What I learned in 40 hours in Stockholm, Sweden
I went to Sweden for the first time on September 1st and stayed for a mere 40 hours (why so short? that’s another story). I feel love in though: the people, the country, the city, the progressive ideals, and the T-banan (a functioning metro system) made me feel “home.” Well, everything except feminism gone insane part.
But I did make some interesting observations while in Stockholm:
- Clocks are everywhere
- They are punctual…hence the clocks
- Men push baby strollers on the streets
- Women have umbrellas for the rain, men don’t
- It is fashionable to tuck pants/jeans into boots (for women). I would presume with the downpours it makes sense to keep the bottom of the pants dry and therefore tuck them in.

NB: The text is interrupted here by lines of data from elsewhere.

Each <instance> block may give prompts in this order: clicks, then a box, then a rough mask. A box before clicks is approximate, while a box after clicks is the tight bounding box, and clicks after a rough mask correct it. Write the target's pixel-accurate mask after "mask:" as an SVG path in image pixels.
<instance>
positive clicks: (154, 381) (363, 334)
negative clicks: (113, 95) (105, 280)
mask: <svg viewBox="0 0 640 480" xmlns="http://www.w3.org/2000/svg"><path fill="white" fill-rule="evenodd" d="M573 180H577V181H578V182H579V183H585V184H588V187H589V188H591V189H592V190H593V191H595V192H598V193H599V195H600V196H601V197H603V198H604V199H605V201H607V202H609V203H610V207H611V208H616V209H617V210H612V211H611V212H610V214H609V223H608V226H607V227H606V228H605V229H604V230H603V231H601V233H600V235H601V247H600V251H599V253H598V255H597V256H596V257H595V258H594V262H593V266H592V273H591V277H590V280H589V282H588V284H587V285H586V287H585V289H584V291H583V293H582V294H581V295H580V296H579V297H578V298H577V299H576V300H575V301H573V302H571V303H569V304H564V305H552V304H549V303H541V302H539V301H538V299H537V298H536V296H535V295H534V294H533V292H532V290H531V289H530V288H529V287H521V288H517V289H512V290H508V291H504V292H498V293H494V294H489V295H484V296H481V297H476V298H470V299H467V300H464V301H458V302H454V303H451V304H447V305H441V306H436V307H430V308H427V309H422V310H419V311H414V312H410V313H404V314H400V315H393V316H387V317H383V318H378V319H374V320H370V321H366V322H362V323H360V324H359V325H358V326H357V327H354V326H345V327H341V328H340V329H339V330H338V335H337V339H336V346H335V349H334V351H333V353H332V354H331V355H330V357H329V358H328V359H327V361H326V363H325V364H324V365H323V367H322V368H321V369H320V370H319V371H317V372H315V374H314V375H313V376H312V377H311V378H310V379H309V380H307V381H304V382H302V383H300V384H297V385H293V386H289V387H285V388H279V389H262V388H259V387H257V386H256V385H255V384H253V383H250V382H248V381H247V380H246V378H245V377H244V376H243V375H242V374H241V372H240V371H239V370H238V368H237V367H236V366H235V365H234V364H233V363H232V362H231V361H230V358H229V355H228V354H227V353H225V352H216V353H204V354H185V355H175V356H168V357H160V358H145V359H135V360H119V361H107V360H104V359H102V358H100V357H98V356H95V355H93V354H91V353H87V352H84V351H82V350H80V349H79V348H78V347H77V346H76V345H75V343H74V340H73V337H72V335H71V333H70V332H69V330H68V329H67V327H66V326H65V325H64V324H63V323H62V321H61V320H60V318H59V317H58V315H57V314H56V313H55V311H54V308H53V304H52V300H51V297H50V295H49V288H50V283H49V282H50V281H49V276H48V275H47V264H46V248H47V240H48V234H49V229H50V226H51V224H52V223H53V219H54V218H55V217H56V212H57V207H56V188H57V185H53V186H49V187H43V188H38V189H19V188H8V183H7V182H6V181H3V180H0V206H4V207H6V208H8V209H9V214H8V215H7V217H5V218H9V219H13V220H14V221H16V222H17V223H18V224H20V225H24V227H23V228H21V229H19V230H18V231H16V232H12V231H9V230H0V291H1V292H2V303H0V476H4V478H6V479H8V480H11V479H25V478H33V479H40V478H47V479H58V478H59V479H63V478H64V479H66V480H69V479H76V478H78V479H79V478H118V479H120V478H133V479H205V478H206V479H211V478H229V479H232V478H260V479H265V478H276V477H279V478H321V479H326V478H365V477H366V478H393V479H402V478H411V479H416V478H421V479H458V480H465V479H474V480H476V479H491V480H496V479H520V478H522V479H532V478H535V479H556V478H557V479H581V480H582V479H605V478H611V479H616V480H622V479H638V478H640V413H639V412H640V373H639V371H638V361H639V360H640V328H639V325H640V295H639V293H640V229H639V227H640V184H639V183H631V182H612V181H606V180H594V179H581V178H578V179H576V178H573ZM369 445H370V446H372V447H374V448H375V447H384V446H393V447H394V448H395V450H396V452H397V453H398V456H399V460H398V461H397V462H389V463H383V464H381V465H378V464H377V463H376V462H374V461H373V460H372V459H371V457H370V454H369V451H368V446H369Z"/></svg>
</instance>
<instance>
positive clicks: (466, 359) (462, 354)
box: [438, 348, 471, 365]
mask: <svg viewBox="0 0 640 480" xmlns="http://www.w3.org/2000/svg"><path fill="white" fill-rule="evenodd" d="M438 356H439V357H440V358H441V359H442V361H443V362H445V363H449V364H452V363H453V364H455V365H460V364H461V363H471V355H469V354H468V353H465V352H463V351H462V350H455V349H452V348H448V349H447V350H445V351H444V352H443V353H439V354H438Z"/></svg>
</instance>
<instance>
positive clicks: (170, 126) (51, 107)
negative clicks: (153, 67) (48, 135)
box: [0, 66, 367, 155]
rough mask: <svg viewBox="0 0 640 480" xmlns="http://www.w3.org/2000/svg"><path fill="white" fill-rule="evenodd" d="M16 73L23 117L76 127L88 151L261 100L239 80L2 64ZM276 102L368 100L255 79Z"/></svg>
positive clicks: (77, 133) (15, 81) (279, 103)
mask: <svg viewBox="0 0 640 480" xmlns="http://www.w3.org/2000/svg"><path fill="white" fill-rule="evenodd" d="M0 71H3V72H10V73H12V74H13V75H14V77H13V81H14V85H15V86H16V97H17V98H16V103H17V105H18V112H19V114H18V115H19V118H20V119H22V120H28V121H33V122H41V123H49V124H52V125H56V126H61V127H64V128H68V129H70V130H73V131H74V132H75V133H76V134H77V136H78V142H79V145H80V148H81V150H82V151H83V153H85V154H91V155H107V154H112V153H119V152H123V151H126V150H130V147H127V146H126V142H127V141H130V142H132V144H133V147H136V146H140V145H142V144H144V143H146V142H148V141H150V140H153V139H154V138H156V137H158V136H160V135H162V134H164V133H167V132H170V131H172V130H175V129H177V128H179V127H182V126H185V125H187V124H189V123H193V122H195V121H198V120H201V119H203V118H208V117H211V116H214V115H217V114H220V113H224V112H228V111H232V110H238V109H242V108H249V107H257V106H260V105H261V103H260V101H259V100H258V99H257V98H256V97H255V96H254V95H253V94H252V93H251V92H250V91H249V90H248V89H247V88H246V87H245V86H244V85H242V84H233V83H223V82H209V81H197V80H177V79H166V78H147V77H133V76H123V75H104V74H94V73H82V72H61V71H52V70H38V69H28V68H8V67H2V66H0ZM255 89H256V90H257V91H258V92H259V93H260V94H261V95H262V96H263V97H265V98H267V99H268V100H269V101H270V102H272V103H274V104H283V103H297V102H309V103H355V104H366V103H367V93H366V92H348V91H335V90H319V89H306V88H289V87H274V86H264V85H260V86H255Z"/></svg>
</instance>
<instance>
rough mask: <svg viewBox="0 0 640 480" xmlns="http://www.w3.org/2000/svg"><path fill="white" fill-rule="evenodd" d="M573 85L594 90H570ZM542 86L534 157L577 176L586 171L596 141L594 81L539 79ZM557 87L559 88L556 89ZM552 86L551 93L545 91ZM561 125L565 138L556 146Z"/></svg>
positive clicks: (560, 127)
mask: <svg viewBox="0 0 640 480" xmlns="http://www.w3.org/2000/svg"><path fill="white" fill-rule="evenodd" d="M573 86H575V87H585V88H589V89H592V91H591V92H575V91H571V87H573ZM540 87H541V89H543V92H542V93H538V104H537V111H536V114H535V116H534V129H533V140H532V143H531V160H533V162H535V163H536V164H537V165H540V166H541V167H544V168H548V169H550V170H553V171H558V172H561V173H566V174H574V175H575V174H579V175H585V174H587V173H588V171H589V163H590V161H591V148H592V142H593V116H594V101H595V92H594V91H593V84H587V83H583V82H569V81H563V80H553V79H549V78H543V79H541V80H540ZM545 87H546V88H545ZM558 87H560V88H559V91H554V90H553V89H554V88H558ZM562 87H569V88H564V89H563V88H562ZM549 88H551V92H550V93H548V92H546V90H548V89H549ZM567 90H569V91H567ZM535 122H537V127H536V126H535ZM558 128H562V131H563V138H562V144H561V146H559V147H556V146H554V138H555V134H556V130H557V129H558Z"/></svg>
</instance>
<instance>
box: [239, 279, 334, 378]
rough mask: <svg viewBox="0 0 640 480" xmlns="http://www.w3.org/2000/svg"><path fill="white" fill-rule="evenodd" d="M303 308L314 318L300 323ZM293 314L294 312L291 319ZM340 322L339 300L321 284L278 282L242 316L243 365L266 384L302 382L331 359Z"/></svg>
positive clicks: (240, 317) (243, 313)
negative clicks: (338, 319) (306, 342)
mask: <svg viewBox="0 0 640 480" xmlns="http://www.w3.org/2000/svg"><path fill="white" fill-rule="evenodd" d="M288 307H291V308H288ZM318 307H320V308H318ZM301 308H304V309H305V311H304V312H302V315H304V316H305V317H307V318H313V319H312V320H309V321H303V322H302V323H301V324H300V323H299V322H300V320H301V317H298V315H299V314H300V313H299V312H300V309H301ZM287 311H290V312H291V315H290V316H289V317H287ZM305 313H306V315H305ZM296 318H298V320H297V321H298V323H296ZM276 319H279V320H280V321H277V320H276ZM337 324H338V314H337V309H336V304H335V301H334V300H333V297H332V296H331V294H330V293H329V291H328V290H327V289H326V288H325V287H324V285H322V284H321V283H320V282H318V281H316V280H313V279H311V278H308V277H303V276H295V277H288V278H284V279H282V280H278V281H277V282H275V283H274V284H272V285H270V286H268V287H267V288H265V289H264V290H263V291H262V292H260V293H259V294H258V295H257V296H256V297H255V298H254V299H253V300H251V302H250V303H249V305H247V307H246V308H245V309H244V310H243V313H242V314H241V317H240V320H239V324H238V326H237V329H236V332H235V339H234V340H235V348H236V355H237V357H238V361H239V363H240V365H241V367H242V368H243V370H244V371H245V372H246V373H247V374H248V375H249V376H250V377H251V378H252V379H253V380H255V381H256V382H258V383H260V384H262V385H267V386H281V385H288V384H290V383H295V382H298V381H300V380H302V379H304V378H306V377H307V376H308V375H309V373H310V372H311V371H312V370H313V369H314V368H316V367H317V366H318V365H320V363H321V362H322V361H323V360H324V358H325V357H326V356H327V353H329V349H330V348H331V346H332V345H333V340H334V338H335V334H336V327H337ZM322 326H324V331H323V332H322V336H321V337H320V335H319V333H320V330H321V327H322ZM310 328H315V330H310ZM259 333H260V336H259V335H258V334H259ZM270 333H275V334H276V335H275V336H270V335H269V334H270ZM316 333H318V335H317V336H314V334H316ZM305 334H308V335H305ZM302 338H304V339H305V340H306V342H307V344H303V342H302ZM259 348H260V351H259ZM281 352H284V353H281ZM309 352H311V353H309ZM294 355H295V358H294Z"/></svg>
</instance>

- Everyone on the T-bana is on the cell phone. And they like to speak loudly (compared to the French at least)
- It is fashionable to wear tight leggings and short/half jackets
- No one jaywalks unless they are a tourist
- Both women and men love scarves
- Couples do not make out in public. For that matter, I didn’t see many hold hands.
- When the rain comes down hard, somehow magically, everyone disappears
- They use radiator heating and it works!

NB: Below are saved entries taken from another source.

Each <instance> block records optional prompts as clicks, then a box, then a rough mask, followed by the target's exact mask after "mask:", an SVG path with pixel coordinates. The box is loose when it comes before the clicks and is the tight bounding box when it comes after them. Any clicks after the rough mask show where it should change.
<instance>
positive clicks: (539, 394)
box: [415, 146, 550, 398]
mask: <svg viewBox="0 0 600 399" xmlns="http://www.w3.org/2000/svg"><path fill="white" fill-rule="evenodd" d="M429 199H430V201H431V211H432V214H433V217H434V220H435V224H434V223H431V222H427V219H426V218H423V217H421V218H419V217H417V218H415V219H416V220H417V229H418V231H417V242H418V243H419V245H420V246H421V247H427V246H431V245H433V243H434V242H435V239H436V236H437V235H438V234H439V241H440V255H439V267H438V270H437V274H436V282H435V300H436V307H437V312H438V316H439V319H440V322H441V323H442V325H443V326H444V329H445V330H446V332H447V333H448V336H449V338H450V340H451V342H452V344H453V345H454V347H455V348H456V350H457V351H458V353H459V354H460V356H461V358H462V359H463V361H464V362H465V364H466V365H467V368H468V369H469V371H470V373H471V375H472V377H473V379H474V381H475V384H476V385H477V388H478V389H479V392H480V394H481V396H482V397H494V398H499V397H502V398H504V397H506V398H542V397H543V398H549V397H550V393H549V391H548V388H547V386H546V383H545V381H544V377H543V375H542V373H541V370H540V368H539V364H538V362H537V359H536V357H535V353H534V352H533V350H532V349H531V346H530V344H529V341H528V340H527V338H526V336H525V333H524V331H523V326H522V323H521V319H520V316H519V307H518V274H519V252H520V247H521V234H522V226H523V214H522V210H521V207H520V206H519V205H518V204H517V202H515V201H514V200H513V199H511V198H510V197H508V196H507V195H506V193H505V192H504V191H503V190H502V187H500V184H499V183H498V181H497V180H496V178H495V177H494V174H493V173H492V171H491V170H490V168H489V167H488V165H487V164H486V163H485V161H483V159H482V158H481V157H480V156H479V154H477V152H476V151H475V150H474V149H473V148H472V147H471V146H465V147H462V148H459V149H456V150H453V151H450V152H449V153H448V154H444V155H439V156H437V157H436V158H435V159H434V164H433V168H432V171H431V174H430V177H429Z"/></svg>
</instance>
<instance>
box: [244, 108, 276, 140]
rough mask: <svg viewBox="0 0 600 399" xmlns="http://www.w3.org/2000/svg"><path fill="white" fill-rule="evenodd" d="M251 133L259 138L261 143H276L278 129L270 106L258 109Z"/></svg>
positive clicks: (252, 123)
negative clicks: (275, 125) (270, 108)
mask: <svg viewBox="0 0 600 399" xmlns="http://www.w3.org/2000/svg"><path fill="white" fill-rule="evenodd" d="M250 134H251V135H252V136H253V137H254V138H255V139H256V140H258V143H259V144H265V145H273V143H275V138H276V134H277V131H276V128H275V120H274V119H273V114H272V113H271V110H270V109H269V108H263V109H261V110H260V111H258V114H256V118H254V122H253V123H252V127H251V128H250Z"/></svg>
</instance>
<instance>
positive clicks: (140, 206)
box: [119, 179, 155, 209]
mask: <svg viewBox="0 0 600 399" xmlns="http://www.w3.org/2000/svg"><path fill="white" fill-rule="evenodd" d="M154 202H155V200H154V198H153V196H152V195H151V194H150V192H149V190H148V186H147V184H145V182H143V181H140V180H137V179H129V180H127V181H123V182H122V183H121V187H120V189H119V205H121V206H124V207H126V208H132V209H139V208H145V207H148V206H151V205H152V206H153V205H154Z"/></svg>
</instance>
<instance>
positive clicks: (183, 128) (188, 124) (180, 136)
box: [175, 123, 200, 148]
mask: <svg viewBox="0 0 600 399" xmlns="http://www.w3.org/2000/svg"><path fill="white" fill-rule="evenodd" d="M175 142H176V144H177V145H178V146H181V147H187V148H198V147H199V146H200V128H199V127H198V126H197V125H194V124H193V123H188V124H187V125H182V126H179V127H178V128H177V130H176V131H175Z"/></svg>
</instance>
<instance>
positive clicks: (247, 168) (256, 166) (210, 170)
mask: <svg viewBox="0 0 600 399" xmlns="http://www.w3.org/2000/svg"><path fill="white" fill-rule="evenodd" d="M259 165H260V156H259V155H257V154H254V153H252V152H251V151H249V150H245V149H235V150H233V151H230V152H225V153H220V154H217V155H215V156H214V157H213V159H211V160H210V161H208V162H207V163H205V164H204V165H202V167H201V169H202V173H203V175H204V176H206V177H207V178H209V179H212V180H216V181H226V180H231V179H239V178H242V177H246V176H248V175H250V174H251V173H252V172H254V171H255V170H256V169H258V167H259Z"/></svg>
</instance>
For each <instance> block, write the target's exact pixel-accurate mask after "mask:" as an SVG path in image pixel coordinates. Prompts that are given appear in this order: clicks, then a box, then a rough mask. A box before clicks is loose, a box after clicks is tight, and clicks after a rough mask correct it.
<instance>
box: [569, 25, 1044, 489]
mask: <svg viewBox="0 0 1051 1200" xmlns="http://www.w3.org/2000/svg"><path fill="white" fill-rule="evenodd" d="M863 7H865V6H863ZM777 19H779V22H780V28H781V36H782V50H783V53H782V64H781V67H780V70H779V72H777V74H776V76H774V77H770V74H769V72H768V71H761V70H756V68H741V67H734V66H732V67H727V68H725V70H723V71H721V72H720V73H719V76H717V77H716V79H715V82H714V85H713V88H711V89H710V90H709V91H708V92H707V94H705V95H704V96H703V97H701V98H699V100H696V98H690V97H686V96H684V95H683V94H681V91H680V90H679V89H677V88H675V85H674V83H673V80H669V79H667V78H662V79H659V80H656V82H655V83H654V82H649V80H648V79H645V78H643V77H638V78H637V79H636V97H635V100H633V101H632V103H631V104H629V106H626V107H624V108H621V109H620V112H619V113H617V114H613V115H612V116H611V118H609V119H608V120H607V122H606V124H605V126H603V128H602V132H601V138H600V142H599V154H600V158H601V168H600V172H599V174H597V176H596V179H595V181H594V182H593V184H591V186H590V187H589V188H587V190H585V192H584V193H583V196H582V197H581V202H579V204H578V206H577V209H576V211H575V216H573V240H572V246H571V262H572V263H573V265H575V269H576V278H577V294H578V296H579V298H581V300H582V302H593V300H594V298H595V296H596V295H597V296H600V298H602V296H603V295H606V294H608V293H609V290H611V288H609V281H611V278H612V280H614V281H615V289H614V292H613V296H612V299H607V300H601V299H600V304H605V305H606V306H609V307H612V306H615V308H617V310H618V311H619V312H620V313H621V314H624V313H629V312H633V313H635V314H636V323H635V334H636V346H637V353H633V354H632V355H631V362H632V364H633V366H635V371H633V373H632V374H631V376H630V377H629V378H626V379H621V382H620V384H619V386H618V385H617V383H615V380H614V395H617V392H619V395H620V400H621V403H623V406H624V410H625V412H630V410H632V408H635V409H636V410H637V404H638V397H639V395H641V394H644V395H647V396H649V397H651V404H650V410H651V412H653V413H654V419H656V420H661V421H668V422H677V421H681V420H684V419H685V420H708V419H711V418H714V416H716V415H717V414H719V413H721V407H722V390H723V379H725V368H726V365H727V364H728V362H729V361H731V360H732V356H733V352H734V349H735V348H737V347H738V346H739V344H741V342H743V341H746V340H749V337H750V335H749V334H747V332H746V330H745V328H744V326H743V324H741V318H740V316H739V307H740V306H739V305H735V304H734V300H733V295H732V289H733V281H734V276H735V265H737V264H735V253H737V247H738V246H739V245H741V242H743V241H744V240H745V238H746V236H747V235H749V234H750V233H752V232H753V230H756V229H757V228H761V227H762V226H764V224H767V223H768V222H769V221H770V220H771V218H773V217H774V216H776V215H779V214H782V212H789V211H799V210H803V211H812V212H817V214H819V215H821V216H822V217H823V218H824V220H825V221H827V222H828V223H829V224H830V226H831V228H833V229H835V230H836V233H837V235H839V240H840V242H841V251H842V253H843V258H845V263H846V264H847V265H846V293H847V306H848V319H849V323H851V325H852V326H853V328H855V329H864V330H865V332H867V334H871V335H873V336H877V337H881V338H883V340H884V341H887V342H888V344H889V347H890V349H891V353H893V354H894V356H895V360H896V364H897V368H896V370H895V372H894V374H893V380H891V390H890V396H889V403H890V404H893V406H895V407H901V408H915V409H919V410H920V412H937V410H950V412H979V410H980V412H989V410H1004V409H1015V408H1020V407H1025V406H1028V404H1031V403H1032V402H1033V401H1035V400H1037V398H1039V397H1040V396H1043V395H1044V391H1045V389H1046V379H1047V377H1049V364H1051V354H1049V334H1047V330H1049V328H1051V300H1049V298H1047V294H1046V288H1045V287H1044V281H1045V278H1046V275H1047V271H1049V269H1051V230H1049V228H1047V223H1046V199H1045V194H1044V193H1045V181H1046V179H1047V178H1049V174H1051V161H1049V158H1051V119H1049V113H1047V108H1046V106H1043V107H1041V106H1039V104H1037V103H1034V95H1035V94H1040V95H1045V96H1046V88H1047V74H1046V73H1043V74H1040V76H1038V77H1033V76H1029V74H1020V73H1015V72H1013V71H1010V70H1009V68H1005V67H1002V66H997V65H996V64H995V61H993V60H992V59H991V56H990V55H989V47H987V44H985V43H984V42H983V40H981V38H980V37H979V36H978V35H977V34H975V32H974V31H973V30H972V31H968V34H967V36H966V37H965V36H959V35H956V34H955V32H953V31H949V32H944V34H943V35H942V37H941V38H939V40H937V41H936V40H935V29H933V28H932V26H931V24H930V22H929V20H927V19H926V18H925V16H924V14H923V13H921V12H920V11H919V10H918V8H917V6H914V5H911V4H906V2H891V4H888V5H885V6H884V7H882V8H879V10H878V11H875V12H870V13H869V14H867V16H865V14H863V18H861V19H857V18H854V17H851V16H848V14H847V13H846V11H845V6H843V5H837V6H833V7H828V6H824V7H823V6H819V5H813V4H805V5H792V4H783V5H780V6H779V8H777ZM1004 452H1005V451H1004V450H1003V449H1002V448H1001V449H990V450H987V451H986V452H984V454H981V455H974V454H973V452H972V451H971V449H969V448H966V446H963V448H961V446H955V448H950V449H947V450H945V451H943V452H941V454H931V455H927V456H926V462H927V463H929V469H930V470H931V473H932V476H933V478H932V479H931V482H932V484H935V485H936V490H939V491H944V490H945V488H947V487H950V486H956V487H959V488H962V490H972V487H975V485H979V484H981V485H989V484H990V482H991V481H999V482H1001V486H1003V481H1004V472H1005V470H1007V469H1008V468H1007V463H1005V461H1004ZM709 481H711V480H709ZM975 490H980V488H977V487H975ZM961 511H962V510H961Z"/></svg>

- There are no bathtubs…what a bummer for wanting a warm, romantic bubble bath
- Tabacs are present at every street corner (as in France). Grocery stores? Impossible to find
- The gutters on buildings function properly, for the most part
- The weather does change every five minutes (as in Iceland). “It’s not the weather that is bad, it is the clothes you are wearing”
- The metro is spotless
- Trains arrive every couple minutes. And yes, the Swedes will freak out if it is late by one minute
- In the winter, they “build things” instead of…
- People may look reserved but are very friendly. A stranger saw me struggling to open a water bottle, he came up, opened it, and thanked me.
- The Swedes thank you for anything they do
- Not all Swedes have blond hair
- For that matter, not all Swedes have blue eyes
- Every other Swede is an engineer of some sort. Worst case, a programmer.
- And yes, the men are beautiful, but so are the women. Damn that competition.